El incendio incontrolado de la deuda pública concentra desde hace ya muchos meses la atención de nuestros dirigentes y ceba la información publicada de la que se alimenta cada día una sociedad que ya empieza a estar un poco harta de tanta agonía incesante. Sabemos que estamos en crisis y que urge sofocar las llamas de nuestro sistema financiero y de nuestra estructura de gastos, pero también necesitamos, por una mera cuestión de salud mental, que nuestros dirigentes nos aporten una brizna de esperanza en forma de planes para el día de mañana.
Es urgente recuperar la autoestima como nación, y ésta sólo se puede edificar desde un análisis claro de lo ocurrido, y a partir de la elaboración de un plan país que nos muestre con realismo los aspectos negativos que debemos corregir y los factores positivos, que también los hay, en los que nos debemos apoyar para iniciar la recuperación.
Es cierto que en España, al socaire de una relajación monetaria que prácticamente llevó a las instituciones financieras a regalar el dinero durante casi una década, se cometieron excesos por parte de todos, por las Administraciones Públicas y también por las empresas y los particulares. Pero de nada sirve lamentarse ya. Dilapidamos lo que teníamos y lo que nos prestaron, y probablemente no recuperemos en muchos años las pérdidas que la corrección de los precios en el mercado nos ha ocasionado. Sin embargo, la actitud saludable es reconocer los errores, intentar aprender para el futuro, limpiarnos las lágrimas y empezar a andar.
Ese revulsivo social que he llamado plan país debería señalar el camino que recorrer en los próximos años, aceptando que lo más realista, e incluso rápido, en tanto construimos otro modelo productivo basado en la innovación tecnológica y el valor añadido, es que la competitividad ganada vía rebaja de salarios y ajustes de plantilla puede servir de incentivo para la llegada a España de inversiones extranjeras. Cometimos excesos, es de justicia reconocerlo, pero también es verdad que el resultado de todas aquellas inversiones, tantas veces realizadas sin el respaldo del correspondiente plan de negocio que justificase su viabilidad, sigue ahí y va a seguir estándolo en el futuro.
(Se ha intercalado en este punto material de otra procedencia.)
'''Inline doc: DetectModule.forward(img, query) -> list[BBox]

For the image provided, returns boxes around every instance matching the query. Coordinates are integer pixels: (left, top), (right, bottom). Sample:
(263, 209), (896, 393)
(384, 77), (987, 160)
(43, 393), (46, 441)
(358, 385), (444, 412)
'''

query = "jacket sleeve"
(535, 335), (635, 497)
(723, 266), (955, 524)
Efectivamente, nos han quedado las deudas, pero también las infraestructuras. Unas infraestructuras inequívocamente del primer mundo, que se unen a otros muchos alicientes (tecnológicos, ambientales, culturales o geográficos) que deberían reforzar nuestro valor en el globo frente a cualquier inversor en busca de plataformas de producción o de distribución.
Por tanto, y a la vista de todas estas ventajas, ¿qué nos impediría ser de nuevo la fábrica de Occidente, una tierra fecunda para los negocios, no reñida con la calidad de vida? Pues bien, creo que nos falta volver a la sencillez, reducir el volumen de leyes con que nos abruman desde la Administración central hasta la autonómica y municipal, y que se interponen a la iniciativa personal y muchas veces atentan contra la libertad. Necesitamos una legislación fiscal que sea justa e incentive la reinversión, el emprendimiento y el ahorro, y que estreche los cauces a la economía sumergida. Y cerrar, por fin, una legislación laboral que nos homologue con Europa, proteja a los buenos empleados y no blinde a los desleales. Por último, es imprescindible instaurar la cultura del buen pagador. Es un desafío al sentido común y un freno para los negocios, que en este país, desde la Administración a la última pyme, se compren productos y bienes fiados a muchos meses o hasta el infinito.
A todas estas iniciativas se les llama hacer reformas estructurales, huyendo de las medias tintas y dando consistencia jurídica a una marca única hacia el exterior que debe llamarse España. Por muchas embajadas regionales que hayamos colocado por el mundo, para cualquier inversor o para cualquier ciudadano sólo existe una realidad, y se llama España. De la iniciativa legislativa del actual Gobierno, y de la responsabilidad del resto de fuerzas, depende que esta marca se presente con un aspecto compacto o agrietado por la proliferación de fuerzas en fuga. Los inversores quieren percibir una sola España en lo económico y en lo legislativo, y un único mercado.
Creo que vale la pena que meditemos sobre estos asuntos. Por difíciles que estén las cosas, se presentarán las oportunidades de comprender lo valioso que aún conservamos y de corregir definitivamente tantos deslices y desmanes que aún hoy nos siguen amenazando. Ojalá que, al ánimo apesadumbrado que hoy nos embarga, opongamos pronto un sentimiento de orgullo colectivo que, para ser auténtico, deberá estar alimentado por la voluntad inequívoca de cumplir cada uno en nuestro país con su deber. Y, al frente de todos, dando ejemplo, un Gobierno templado y resuelto a realizar las grandes reformas que se necesitan.
Clemente González Soler, Presidente de la Asociación para el Desarrollo de la Empresa Familiar de Madrid (ADEFAM).